The operational phase begins for the CUBES spectrograph

The operational phase begins for the CUBES (Cassegrain U-Band Efficient Spectrograph) project, an innovative ultraviolet spectrograph to be installed on the European Southern Observatory's Very Large Telescope (ESO's VLT) at the Paranal Observatory in Chile

The operational phase begins for the CUBES (Cassegrain U-Band Efficient Spectrograph) project, an innovative ultraviolet spectrograph to be installed on the European Southern Observatory's Very Large Telescope (ESO's VLT) at the Paranal Observatory in Chile.

The CUBES project is carried out by a consortium of institutes from five countries, led by INAF together with Brazil, Germany, Great Britain and Poland.

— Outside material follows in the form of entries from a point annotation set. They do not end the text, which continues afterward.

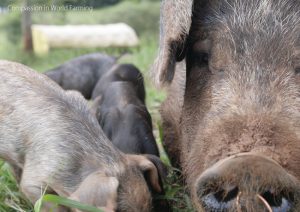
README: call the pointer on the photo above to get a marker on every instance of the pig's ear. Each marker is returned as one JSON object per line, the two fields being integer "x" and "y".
{"x": 176, "y": 19}
{"x": 98, "y": 190}
{"x": 153, "y": 169}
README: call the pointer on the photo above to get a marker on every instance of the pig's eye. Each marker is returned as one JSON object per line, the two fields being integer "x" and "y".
{"x": 201, "y": 58}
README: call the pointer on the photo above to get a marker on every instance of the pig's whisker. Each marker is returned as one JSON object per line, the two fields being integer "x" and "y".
{"x": 238, "y": 206}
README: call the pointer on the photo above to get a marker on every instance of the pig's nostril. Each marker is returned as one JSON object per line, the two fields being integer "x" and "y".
{"x": 219, "y": 200}
{"x": 226, "y": 196}
{"x": 278, "y": 201}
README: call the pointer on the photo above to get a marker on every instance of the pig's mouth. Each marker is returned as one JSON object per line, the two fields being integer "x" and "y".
{"x": 247, "y": 182}
{"x": 234, "y": 200}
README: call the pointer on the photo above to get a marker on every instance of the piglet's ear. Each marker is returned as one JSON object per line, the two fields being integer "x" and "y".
{"x": 152, "y": 167}
{"x": 98, "y": 190}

On 15 February 2022, INAF President Marco Tavani and ESO Director General Xavier Barcons signed the CUBES Construction Agreement. After a preparatory study phase that lasted about a year (the so-called phase A), the operational phase (also called phase B) finally begins, involving the development of the instrument design, its construction and installation at the VLT.

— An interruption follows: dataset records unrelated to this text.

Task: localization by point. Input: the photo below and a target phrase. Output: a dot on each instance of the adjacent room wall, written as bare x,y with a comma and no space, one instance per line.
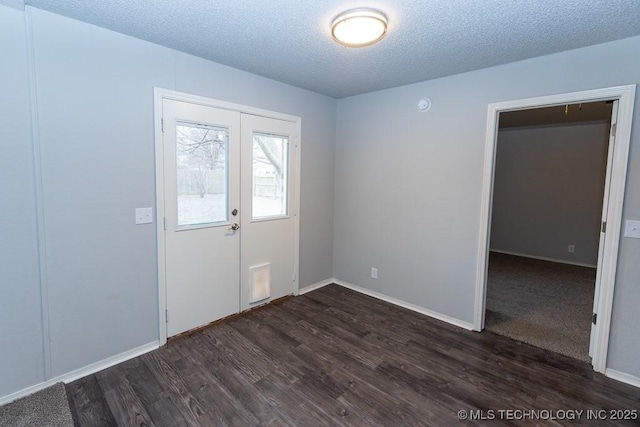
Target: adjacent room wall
96,139
547,192
408,184
21,351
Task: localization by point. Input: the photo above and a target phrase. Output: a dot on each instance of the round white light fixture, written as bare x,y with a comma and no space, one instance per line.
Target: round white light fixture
359,27
424,105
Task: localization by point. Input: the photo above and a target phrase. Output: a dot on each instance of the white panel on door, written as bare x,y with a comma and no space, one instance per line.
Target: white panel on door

“This is the first time that an instrument for the Very Large Telescope has been designed by an Italian-led consortium”, comments Marco Tavani, President of INAF. "This important stage testifies to the leadership role of the Italian astronomical community on the international scientific arena."

Modern telescopes are machines of remarkable complexity that require equally advanced instruments to be used at their best. The design and construction of new astronomical instruments represents a primary effort for the scientific community which sees in this an ambitious synthesis between scientific objectives and engineering opportunities.

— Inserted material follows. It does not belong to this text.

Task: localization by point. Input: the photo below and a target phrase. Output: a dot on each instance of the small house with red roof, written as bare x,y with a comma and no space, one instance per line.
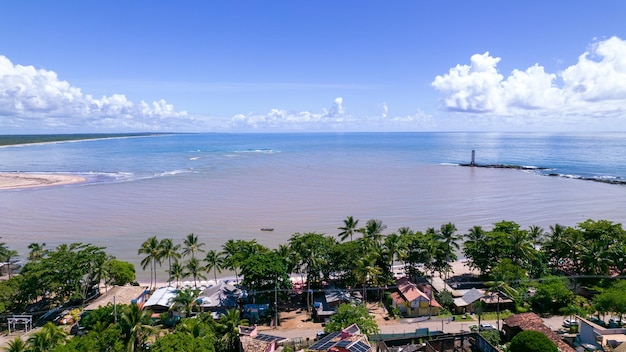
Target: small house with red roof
414,300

As evidence of this continuous effort, the most advanced telescopes in the world, such as the VLT, experience the development of several generations of instruments throughout their "life". In this context, the CUBES project is an innovative tool dedicated to observing the sky in the ultraviolet portion of the electromagnetic spectrum, between 300 and 400 nanometers.

Astronomers observe the cosmos using a variety of technologies, from Earth and space, across the electromagnetic spectrum as well as through gravitational waves and the detection of neutrinos.

"The ultraviolet band is strongly absorbed by our atmosphere", adds Stefano Cristiani, principal investigator (PI) of CUBES, "but it contains unparalleled information on chemical elements, such as beryllium, that are key to understanding the evolution of stars, the explosion of massive objects, including the optical counterparts of gravitational wave sources and also basic aspects of cosmology and fundamental physics".

Building an efficient tool in such a complex observational band requires “a very complex design and optimization effort”, concludes Roberto Cirami, CUBES project manager.